For those wanting to visit the tropical areas of Thailand, there are two popular options: The first is to fly into Phuket, take a ferry from there, and scope out the islands in the Andaman Sea, west of Thailand’s landmass. The other option, which we chose essentially at random (read: some girls we met were going there), is to go down and east, into the Gulf of Thailand.
Ko Samui
We only spent 3 nights total in the area (including 2 on Ko Samui), so I don’t profess to be any authority on the Gulf islands. But with the help of a few rented motorbikes, we covered plenty of ground and had a grand old time. First stop was Ko Samui. Here are some highlights:
- Vince and I played tennis (count it) on some deserted club courts right up the road from our hostel. We were fully prepared to pay, but didn’t see a soul for the 90 minutes we were there. It was real hot.

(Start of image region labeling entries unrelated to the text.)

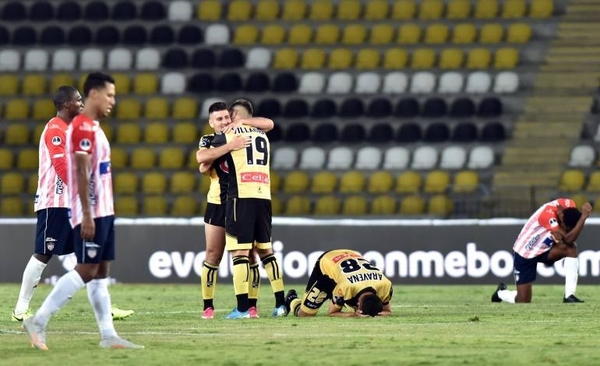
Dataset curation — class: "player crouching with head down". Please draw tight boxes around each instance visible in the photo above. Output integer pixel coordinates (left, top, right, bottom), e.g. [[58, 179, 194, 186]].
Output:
[[285, 249, 393, 317]]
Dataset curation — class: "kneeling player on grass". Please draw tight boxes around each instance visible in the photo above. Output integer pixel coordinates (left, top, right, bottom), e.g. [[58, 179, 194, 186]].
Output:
[[492, 198, 592, 303], [285, 249, 393, 317]]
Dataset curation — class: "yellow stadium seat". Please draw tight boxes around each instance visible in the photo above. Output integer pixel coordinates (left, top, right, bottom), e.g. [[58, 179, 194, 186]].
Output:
[[337, 0, 362, 21], [396, 170, 423, 193], [17, 149, 39, 170], [446, 0, 471, 20], [144, 122, 169, 144], [419, 0, 444, 19], [0, 197, 24, 217], [115, 196, 139, 216], [367, 170, 394, 193], [0, 148, 15, 170], [398, 23, 421, 44], [467, 48, 492, 69], [314, 24, 340, 45], [452, 23, 477, 44], [355, 48, 380, 70], [158, 147, 185, 169], [273, 48, 298, 69], [116, 122, 142, 144], [502, 0, 527, 19], [506, 23, 532, 43], [21, 74, 45, 96], [284, 196, 311, 216], [424, 23, 449, 44], [400, 195, 425, 215], [117, 98, 142, 120], [339, 171, 367, 193], [308, 0, 333, 21], [342, 24, 367, 45], [300, 48, 325, 70], [233, 24, 258, 46], [529, 0, 554, 19], [171, 98, 198, 120], [197, 0, 223, 22], [452, 170, 479, 193], [281, 0, 307, 22], [258, 24, 284, 45], [410, 48, 435, 69], [558, 169, 585, 192], [369, 24, 394, 45], [424, 170, 450, 193], [392, 0, 417, 20], [479, 23, 504, 44], [0, 75, 19, 97], [383, 48, 408, 70], [171, 172, 196, 193], [365, 0, 390, 21], [4, 123, 30, 145], [474, 0, 498, 19], [283, 170, 309, 193], [131, 147, 156, 169], [144, 97, 169, 119], [327, 48, 353, 70], [427, 194, 454, 218], [114, 172, 139, 194], [4, 99, 29, 120], [171, 196, 199, 217], [0, 173, 25, 195], [494, 47, 519, 69], [439, 48, 464, 70], [110, 147, 127, 169], [314, 196, 340, 216], [172, 122, 198, 144], [227, 0, 252, 22], [142, 196, 167, 216], [254, 0, 279, 22], [142, 172, 167, 194], [310, 170, 338, 194], [342, 196, 368, 216], [371, 195, 397, 215]]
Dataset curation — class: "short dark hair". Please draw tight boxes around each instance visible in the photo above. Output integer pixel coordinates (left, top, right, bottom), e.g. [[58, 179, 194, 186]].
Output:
[[563, 207, 581, 229], [52, 85, 79, 110], [83, 72, 115, 97], [229, 98, 254, 116], [208, 102, 227, 115], [360, 294, 383, 316]]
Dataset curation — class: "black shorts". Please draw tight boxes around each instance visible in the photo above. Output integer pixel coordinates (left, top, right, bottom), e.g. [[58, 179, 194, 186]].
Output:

- We got very drunk and had our nails painted by some enthusiastic British girls. It was real hot.
- We moto’d up into the hills in the middle of the island, following signs for enigmatic “Waterfall 2.” After a longer ride than any of us expected, and after dodging elephants and crossing bamboo bridges on the hike up, we cooled off in a perfect little natural swimming hole at the base of a modest waterfall. I don’t know where “Waterfall 1” was, if it even existed, but none of us regretted the path we’d chosen.
- Vince’s cherished Merrel Trailgloves – both of them – were eaten by wild dogs in the night. No one else’s shoes were disturbed.
We only spent 1 night on this second of the famous gulf ‘Ko’s, and John and I split from Vince and Sascha almost immediately on arrival. They wanted to relax at our hostel on the southern edge of the island – which, to their credit, did have a pretty bitchin’ pool – but we wanted to go find some friends who were staying up north. Once again, on the backs of rented motorbikes with questionable service histories, we set forth into the unknown.
The road was long and treacherous. Kilometer after kilometer of unpaved hills, with loose dirt crumbling under our tires, through jungle that can only be described as jurrassicparkesque[1], we made our way. But we got there. We found our friends. We had a great dinner under the stars at a restaurant whose chairs were the chairs from a kindergarten classroom.
It was only later, on the way back the next day, that we realized that we’d taken the hard way. There was a highway – a paved highway – that we could have taken, and that would have gotten us there in under half the time.
We stopped for gas at a roadside hut, where a monkey was chained up to one of the beams. I didn’t want that little fucker anywhere near me, but John “Achy Breaky Heart” Franklin couldn’t resist letting it climb all over him. We got some cute pictures before the little simian prisoner took a shit on John’s backpack, cutting their budding friendship tragically short.
I can’t speak to Vince and Sascha’s night on Ko Pha-ngan, but based on their glowing faces the next morning, John and I were left to assume that some truly beautiful lovemaking had occurred between them.
[1] Literally any description would be less clumsy.